106. and long grass all around

it’s nights like this, the lonely sort of nights, when bones are aching, theatening to fire spasms into the dark of blood, that peace prevails. it creeps up silently, a stranger, acting swiftly and clumsily, like a child. sometimes it breaks for a moment only to shower you into a steep impenetrable sort of calm; a calm of chilly summer nights far away in oklahoma somewhere, where you’d lay with a straw in your mouth and long grass all around and all you’d see would be stars twinkling up above you.

reading does that to me – the book transports me, holds me, lures me and scares me back to life. i grow upwards and shrink further to the ground with every word, holding my breath as if underwater, sometimes.
it’s the ideas, the words; its everything i cannot do and wish i could. it’s the perfect storytelling of silence, the pictures projected on the retinas of the eyes without the image being there.
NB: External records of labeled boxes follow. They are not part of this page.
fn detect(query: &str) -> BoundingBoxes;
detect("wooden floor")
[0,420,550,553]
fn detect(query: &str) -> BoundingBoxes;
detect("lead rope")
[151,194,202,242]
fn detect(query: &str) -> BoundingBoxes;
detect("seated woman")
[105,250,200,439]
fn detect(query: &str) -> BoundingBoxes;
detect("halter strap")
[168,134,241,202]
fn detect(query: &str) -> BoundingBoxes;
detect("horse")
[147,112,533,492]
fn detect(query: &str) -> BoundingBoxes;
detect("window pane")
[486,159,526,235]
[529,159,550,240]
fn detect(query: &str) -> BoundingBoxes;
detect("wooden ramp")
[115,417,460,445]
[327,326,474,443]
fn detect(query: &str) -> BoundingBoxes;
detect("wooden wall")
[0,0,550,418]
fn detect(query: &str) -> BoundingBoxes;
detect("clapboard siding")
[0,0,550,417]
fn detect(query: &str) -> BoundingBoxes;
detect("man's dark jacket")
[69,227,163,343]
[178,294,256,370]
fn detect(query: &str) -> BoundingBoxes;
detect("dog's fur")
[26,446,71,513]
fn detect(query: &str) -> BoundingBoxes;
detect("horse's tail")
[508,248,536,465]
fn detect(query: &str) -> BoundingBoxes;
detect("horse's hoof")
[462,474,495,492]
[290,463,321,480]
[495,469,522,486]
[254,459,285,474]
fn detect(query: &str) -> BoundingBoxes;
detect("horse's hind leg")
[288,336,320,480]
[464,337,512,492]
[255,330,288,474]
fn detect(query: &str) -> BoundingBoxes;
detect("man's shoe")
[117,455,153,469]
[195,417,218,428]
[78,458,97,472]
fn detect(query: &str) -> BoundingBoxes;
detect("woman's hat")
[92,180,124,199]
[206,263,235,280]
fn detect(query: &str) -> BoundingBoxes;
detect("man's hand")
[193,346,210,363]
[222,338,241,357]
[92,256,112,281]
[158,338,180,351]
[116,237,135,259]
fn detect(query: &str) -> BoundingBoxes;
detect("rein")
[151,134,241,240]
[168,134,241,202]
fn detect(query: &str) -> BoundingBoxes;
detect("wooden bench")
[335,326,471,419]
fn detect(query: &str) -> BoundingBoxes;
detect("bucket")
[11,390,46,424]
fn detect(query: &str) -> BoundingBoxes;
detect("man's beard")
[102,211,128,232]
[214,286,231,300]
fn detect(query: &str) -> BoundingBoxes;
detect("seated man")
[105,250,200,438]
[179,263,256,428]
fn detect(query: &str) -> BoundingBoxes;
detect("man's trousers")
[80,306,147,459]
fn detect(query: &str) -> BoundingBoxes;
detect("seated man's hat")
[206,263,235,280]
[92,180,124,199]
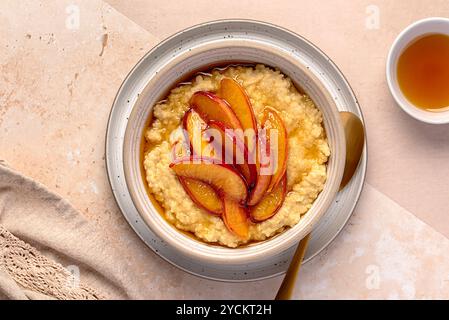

it’s brilliant, this magic. so brilliant that in the heart of this throbbing, vivacious city i find myself transported to the loneliest, most tranquil place on earth, as if the skyskrapers have ceased to exist, as if the traffic has stopped its clamouring and honking.

i’ve always thought that without books, life would not be worth living. it is the books we read that chart our life as dreamers, artists, schemers, men.

don’t we all know that the best-laid schemes o’ mice an ‘men / gang aft agley? but books, they never deviate, they never stray. forever constant, those letters on a page, changing only with the change in our perception.